Python Web Proxy Convinces Sonos To Stream YouTube

[Maurice-Michel Didelot] owns a Sonos smart speaker, and was lamenting the devices inability (or plain unwillingness) to stream music from online sources without using a subscription service. YouTube Music will work, but being a subscription product there is a monthly fee, which sucks since you can listen to plenty of content on YouTube for free. [Maurice] decided that the way forward was to dig into how the Sonos firmware accesses ‘web radio’ sources, and see if that could be leveraged to stream audio from YouTube via some kind of on-the-fly stream conversion process.

What? No MP4 support for web radio? Curses!

So let’s dig in to how [Maurice] chose to approach this. The smart speaker can be configured to add various streaming audio sources, and allows you add custom sources for those. The Sonos firmware supports a variety of audio codecs, besides MP3, but YouTube uses the MP4 format.
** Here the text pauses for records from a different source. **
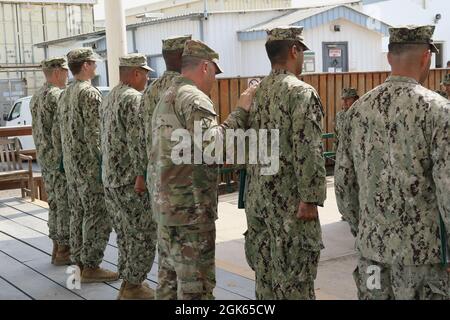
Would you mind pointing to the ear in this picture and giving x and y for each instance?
(205, 67)
(294, 51)
(389, 56)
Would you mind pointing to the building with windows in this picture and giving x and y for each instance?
(24, 23)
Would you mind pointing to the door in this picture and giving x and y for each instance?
(335, 57)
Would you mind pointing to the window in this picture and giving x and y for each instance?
(440, 55)
(15, 112)
(74, 19)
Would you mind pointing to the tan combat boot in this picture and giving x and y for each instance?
(62, 256)
(137, 292)
(54, 251)
(92, 275)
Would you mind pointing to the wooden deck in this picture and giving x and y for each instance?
(26, 272)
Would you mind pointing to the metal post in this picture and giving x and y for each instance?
(116, 38)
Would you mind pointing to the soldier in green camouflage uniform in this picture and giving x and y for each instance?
(43, 107)
(122, 163)
(446, 84)
(172, 50)
(184, 196)
(349, 97)
(393, 177)
(284, 240)
(78, 114)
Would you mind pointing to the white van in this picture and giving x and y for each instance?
(20, 115)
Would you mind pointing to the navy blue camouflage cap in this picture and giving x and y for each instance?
(175, 43)
(54, 63)
(198, 49)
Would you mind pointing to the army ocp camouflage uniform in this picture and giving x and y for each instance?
(283, 250)
(392, 183)
(78, 115)
(446, 84)
(185, 195)
(43, 107)
(122, 163)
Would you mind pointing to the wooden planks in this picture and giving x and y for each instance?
(26, 226)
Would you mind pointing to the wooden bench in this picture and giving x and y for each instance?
(12, 169)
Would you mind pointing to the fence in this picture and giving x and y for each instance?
(225, 93)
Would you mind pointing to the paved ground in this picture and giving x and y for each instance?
(25, 248)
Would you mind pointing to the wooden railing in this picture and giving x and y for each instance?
(225, 93)
(21, 131)
(7, 132)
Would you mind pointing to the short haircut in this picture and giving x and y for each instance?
(172, 54)
(49, 71)
(278, 51)
(126, 71)
(401, 48)
(190, 62)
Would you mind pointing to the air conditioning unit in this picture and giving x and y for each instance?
(150, 16)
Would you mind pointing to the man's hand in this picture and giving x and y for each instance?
(139, 186)
(307, 212)
(246, 99)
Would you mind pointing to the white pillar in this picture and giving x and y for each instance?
(116, 38)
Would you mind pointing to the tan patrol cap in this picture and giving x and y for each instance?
(291, 33)
(198, 49)
(135, 60)
(55, 62)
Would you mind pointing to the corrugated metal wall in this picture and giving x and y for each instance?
(219, 32)
(364, 46)
(213, 5)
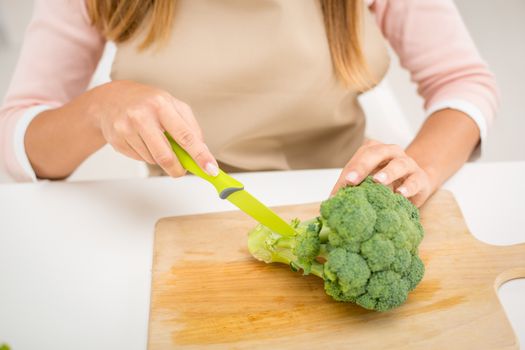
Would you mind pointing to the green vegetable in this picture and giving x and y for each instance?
(364, 246)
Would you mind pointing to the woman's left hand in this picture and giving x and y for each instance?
(389, 165)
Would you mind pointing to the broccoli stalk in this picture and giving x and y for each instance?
(364, 246)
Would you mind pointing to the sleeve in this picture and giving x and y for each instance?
(434, 45)
(60, 53)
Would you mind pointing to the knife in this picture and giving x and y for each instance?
(229, 188)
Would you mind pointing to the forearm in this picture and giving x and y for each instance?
(59, 140)
(444, 144)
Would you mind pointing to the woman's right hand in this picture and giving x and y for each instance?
(133, 117)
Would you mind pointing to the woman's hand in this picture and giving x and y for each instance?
(391, 166)
(133, 117)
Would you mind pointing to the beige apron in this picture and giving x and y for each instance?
(260, 81)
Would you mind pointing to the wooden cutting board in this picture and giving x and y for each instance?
(208, 292)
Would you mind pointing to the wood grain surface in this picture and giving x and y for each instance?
(208, 292)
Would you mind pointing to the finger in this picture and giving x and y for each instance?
(188, 139)
(343, 180)
(160, 149)
(370, 142)
(138, 145)
(338, 185)
(411, 186)
(396, 169)
(121, 146)
(367, 159)
(186, 113)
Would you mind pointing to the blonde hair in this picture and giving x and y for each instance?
(119, 20)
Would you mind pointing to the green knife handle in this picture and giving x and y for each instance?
(223, 183)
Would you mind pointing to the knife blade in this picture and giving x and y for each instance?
(232, 190)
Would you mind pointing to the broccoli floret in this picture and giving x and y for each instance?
(364, 246)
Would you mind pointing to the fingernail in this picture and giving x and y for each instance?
(351, 177)
(403, 191)
(212, 169)
(380, 177)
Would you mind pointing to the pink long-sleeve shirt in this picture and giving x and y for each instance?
(61, 51)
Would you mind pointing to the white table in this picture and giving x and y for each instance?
(75, 258)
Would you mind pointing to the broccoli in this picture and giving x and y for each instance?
(364, 246)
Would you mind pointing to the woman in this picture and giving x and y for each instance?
(244, 85)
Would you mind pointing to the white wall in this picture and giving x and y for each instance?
(498, 28)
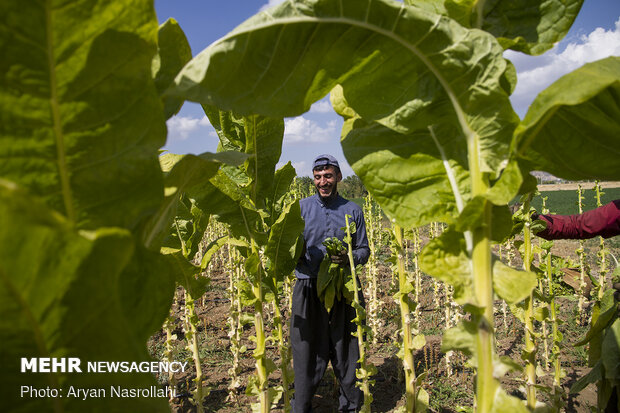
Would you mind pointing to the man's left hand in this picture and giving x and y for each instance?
(340, 259)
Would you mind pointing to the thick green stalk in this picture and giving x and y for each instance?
(191, 335)
(557, 368)
(365, 385)
(285, 356)
(602, 252)
(169, 352)
(405, 311)
(479, 243)
(235, 322)
(371, 269)
(582, 263)
(259, 353)
(530, 344)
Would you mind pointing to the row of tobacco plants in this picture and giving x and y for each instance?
(402, 301)
(98, 229)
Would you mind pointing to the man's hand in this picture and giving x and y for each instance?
(340, 259)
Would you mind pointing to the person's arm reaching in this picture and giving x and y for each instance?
(603, 221)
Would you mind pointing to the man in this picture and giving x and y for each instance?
(603, 221)
(316, 335)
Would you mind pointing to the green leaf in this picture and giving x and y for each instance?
(82, 122)
(593, 376)
(60, 297)
(579, 113)
(610, 353)
(505, 403)
(182, 172)
(281, 249)
(528, 26)
(460, 338)
(413, 177)
(510, 284)
(505, 189)
(230, 128)
(445, 258)
(234, 212)
(211, 249)
(280, 190)
(264, 143)
(282, 60)
(186, 273)
(146, 289)
(604, 317)
(173, 53)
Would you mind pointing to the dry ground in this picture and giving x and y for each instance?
(449, 393)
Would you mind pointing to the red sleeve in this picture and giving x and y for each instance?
(603, 221)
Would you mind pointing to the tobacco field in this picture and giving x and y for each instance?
(114, 251)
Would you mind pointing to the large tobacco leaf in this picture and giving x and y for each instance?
(173, 53)
(281, 249)
(80, 119)
(59, 297)
(264, 145)
(528, 26)
(182, 172)
(571, 129)
(398, 65)
(417, 178)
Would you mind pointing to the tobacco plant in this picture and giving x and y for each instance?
(251, 200)
(373, 229)
(84, 201)
(416, 398)
(366, 369)
(429, 128)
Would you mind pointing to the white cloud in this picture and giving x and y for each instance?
(302, 130)
(270, 3)
(537, 73)
(322, 106)
(181, 127)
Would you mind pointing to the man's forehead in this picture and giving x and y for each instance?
(328, 170)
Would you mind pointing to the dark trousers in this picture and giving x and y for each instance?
(317, 338)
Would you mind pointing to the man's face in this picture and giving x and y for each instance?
(326, 181)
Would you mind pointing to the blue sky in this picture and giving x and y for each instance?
(595, 35)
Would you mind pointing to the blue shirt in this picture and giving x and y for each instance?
(325, 220)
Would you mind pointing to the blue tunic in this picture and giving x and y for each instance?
(325, 220)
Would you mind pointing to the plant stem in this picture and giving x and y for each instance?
(405, 317)
(365, 386)
(192, 337)
(285, 356)
(479, 241)
(259, 353)
(530, 345)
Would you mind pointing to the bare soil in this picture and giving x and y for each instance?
(448, 392)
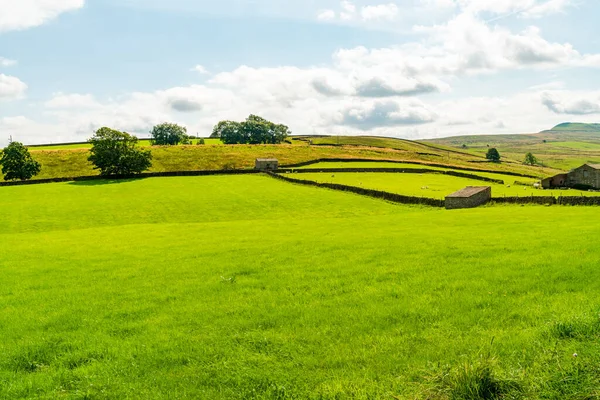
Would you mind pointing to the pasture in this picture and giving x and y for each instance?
(246, 287)
(434, 185)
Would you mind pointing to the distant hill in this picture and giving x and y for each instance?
(575, 127)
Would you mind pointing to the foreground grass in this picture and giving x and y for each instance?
(251, 288)
(434, 185)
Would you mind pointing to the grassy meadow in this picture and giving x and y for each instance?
(246, 287)
(57, 163)
(434, 185)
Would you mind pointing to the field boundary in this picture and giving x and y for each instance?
(412, 162)
(138, 176)
(392, 197)
(392, 170)
(549, 200)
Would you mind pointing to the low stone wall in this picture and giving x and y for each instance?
(550, 200)
(412, 162)
(393, 197)
(142, 175)
(392, 170)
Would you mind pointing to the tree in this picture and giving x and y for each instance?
(167, 134)
(493, 155)
(115, 153)
(17, 163)
(530, 159)
(255, 130)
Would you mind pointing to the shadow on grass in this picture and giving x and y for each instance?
(101, 182)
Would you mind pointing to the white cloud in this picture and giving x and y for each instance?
(382, 11)
(11, 88)
(572, 103)
(23, 14)
(71, 101)
(5, 62)
(326, 15)
(200, 69)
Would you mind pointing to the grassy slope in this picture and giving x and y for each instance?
(73, 162)
(433, 185)
(565, 147)
(125, 290)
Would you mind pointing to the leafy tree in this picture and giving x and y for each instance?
(493, 155)
(530, 159)
(17, 163)
(255, 130)
(167, 134)
(115, 153)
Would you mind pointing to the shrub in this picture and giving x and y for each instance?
(17, 163)
(167, 134)
(493, 155)
(115, 153)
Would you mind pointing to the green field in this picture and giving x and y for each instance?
(74, 146)
(246, 287)
(433, 185)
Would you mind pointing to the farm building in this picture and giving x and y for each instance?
(267, 164)
(586, 176)
(469, 197)
(559, 180)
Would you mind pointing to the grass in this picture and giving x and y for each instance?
(73, 162)
(432, 185)
(245, 287)
(75, 146)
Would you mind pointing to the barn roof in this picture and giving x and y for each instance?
(469, 191)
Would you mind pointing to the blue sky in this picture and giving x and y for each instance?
(405, 68)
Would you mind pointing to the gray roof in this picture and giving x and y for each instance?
(469, 191)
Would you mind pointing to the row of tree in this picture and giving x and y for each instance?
(254, 130)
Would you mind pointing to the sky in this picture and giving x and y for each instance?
(413, 69)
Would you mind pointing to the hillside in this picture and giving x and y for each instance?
(564, 147)
(64, 161)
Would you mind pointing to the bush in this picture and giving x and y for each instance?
(17, 163)
(115, 153)
(167, 134)
(493, 155)
(530, 159)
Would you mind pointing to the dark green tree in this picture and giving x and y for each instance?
(168, 134)
(493, 155)
(254, 130)
(530, 159)
(115, 153)
(17, 163)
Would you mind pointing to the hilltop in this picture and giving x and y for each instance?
(564, 147)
Sonos won’t handle that from a web radio source, so what was there to do, but make a custom converter?

After a little digging, it was determined that Sonos supports AAC encoding (which is how MP4 encodes audio) but needs it wrapped in an ADTS (Audio Data Transport Stream) container. By building a reverse web-proxy application, in python using Flask, it was straightforward enough to grab the YouTube video ID from the web radio request, forward a request to YouTube using a modified version of pytube tweaked to not download the video, but stream it. Pytube enabled [Maurice] to extract the AAC audio ‘atoms’ from the MP4 container, and then wrap them up with ADTS and forward them onto the Sonos device, which happily thinks it’s just a plain old MP3 radio stream, even if it isn’t.

Sonos doesn’t have the best reputation, let’s say, but you can’t deny that there’s some pretty slick tech going on inside. Here’s a neat hack we covered last year, adding Sonos support to an old school speaker, and a nice teardown of a IKEA Sonos-compatible unit, which uses some neat design hacks.

Thanks [mip] for the tip!

Featured image by Charles Deluvio on Unsplash.

22 thoughts on “Python Web Proxy Convinces Sonos To Stream YouTube

    1. Yes it is, and I think it’s a great article. thanks for sharing the details. I’ve no experience how to do this from scratch and since I have Sonos 5’s i’ll be trying to emulate your results. I was so impressed when I got the speakers and replaced my medicore system and enjoyed the interface with its limitations until they changed it and my ux went to sh#t bcos basic things like creating groups kept failing or failure to play iradio as my alarm.

      1. Get a raspberry pi and install Logitech Media Server (LMS), this will control the alarms and play the play the music from any source. You can use an app such as Squeezer on your phone to manage the lot. It also allows you to sync multiple speakers. There are several guides online on how to pair a Sonos speaker to LMS.

  1. Yeah this is cool. But would be way better if it grabbed the audio stream from the PC. Then it would play anything you could want(probably with some lag).
    Currently I have a Sonos sound bar at my desk which accepts optical inputs. Then a converter to convert analog to optical. Works great and no noticeable latency

      1. You can ditch the Five and just use the TuneBlade app on your PC to stream audio over the network. Best $10 I ever spent. If you set the buffer to zero milliseconds, it’s pretty lag free. I watch video on my PC and the audio syncs well when streaming to my Sonos.

  2. I’ve found Logitech Media Server (LMS) running on a raspberry pi a pretty useful tool in this regard. There’s a YouTube plugin amongst others. The upnp/dlna bridge plugin takes care of the Sonos side of things and most other devices too. The material skin plugin gives it a nice modern look too.

      1. The beam works very well doing this. No need for extra audio input. Also a great app for YouTube on Sonos without a TV is the Sonotube on the official app-/playstore. Trial and then one payment of somewhere around $5-10 and you good to go

  3. Can Anyone here please break this down for the dummies like me who have ZERO idea how to actually DO this! No PC here just android phone and ipad and a sonos Play 1. Make it clear and you might help someone less blessed with um “tech-telligence” cheers… Much obliged

  4. One can also use Streamlink with streamlinksrv or liveproxy working on many Python capable machines (computer, OpenWRT router, Enigma2 set top box, etc.) to get a constant stream URL for websites, streams that use variable stream URL addresses (including tokens, expiration time, etc.).